For six bucks, I got four percale sheets, two damask tablecloths, a piece of flannel-backed vinyl, two cotton/poly twin blankets (possibly fire retardant, because they didn't take dye well at all), and a hairpin crochet frame. I guess I deleted the picture I took of the pile before I washed it, but here's one of the tablecloths after I dyed it. It's going in a piece I'm working on now.
I took a little time this week to play with an idea suggested by one of my Designing Quilters students in Fargo/Moorhead.
The flannel-backed vinyl was very easy to stitch by hand. It doesn't have quite enough body for a class challenge vessel as a single layer, but would be great for testing and patterns.
Still, for my own vessels I'll probably stick with builder's rosin paper, even though it's stiffer, for modeling. Bill was kind enough to cut a new roll of the stuff (nine bucks at Fleet Farm) for me.
The last time I bought a roll, I cut it myself with a hand saw, which works but leaves a more ragged edge.

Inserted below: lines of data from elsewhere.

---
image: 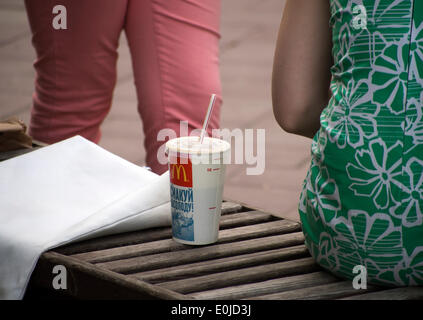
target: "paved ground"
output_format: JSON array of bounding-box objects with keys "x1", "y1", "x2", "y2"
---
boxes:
[{"x1": 0, "y1": 0, "x2": 310, "y2": 220}]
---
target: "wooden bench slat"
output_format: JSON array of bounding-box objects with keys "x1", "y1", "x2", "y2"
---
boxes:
[
  {"x1": 56, "y1": 210, "x2": 275, "y2": 255},
  {"x1": 341, "y1": 287, "x2": 423, "y2": 300},
  {"x1": 190, "y1": 271, "x2": 339, "y2": 300},
  {"x1": 97, "y1": 232, "x2": 304, "y2": 273},
  {"x1": 247, "y1": 281, "x2": 377, "y2": 300},
  {"x1": 72, "y1": 220, "x2": 300, "y2": 263},
  {"x1": 132, "y1": 245, "x2": 309, "y2": 283},
  {"x1": 157, "y1": 257, "x2": 319, "y2": 294},
  {"x1": 221, "y1": 201, "x2": 243, "y2": 215},
  {"x1": 220, "y1": 211, "x2": 274, "y2": 230},
  {"x1": 55, "y1": 227, "x2": 172, "y2": 255},
  {"x1": 33, "y1": 251, "x2": 191, "y2": 300}
]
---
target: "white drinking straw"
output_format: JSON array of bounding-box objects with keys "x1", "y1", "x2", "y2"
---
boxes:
[{"x1": 200, "y1": 93, "x2": 216, "y2": 143}]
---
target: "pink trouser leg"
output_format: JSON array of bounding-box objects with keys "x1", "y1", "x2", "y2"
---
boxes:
[
  {"x1": 25, "y1": 0, "x2": 127, "y2": 143},
  {"x1": 125, "y1": 0, "x2": 222, "y2": 173}
]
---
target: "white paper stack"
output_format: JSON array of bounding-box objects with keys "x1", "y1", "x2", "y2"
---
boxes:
[{"x1": 0, "y1": 136, "x2": 171, "y2": 299}]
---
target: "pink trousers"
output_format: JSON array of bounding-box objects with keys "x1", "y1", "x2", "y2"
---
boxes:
[{"x1": 25, "y1": 0, "x2": 222, "y2": 173}]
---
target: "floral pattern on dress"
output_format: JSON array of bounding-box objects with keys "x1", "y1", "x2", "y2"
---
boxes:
[{"x1": 299, "y1": 0, "x2": 423, "y2": 286}]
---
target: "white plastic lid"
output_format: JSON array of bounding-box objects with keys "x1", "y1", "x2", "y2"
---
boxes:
[{"x1": 166, "y1": 136, "x2": 231, "y2": 154}]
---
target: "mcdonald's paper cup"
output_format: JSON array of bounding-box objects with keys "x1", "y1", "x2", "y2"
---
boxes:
[{"x1": 166, "y1": 137, "x2": 231, "y2": 245}]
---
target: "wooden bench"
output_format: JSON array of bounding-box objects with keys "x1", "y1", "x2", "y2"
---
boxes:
[
  {"x1": 25, "y1": 202, "x2": 423, "y2": 300},
  {"x1": 0, "y1": 146, "x2": 423, "y2": 300}
]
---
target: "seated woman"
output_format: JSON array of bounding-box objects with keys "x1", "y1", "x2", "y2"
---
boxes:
[{"x1": 272, "y1": 0, "x2": 423, "y2": 286}]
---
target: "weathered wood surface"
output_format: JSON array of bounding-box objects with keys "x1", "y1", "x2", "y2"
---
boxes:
[
  {"x1": 26, "y1": 202, "x2": 423, "y2": 300},
  {"x1": 5, "y1": 147, "x2": 423, "y2": 300}
]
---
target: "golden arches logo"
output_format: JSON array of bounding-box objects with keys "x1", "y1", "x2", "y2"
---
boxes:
[{"x1": 172, "y1": 164, "x2": 189, "y2": 182}]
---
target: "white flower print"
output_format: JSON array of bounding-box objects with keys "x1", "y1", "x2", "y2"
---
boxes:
[
  {"x1": 347, "y1": 138, "x2": 403, "y2": 209},
  {"x1": 389, "y1": 157, "x2": 423, "y2": 227},
  {"x1": 326, "y1": 80, "x2": 379, "y2": 149},
  {"x1": 370, "y1": 37, "x2": 409, "y2": 115},
  {"x1": 410, "y1": 22, "x2": 423, "y2": 85},
  {"x1": 332, "y1": 210, "x2": 402, "y2": 273},
  {"x1": 316, "y1": 232, "x2": 339, "y2": 272},
  {"x1": 404, "y1": 98, "x2": 423, "y2": 147},
  {"x1": 306, "y1": 165, "x2": 341, "y2": 223}
]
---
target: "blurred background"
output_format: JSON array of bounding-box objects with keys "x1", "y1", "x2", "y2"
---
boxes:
[{"x1": 0, "y1": 0, "x2": 311, "y2": 221}]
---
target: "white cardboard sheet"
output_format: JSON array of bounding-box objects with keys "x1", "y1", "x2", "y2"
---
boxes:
[{"x1": 0, "y1": 136, "x2": 171, "y2": 299}]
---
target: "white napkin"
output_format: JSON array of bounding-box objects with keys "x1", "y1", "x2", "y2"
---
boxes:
[{"x1": 0, "y1": 136, "x2": 171, "y2": 299}]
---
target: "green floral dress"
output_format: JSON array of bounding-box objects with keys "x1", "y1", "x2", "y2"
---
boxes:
[{"x1": 299, "y1": 0, "x2": 423, "y2": 286}]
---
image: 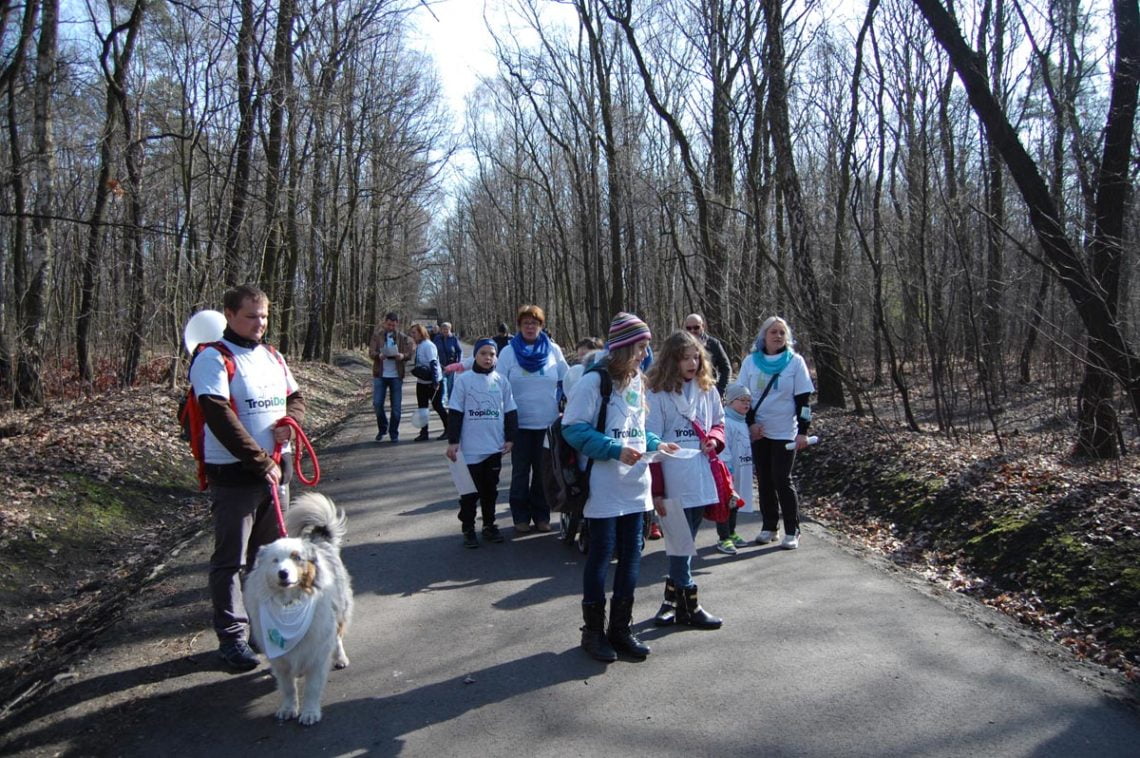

I've had ragged edges on my mind lately, particularly the "ravell'd sleave of care" knit again by sleep, as Shakespeare put it in Macbeth. There's a dream theme running through work I'm doing for a summer show. With the boro influence and recycling constraint I gave myself for this work, "ravell'd sleave" immediately came to mind. That's the problem with great language: It sticks in your head and it's hard to get it out, even when it doesn't quite fit.
Now I'm mulling "the dear repose" of Sonnet 27. "But then begins a journey in my head..." We'll see how that wears as the work progresses.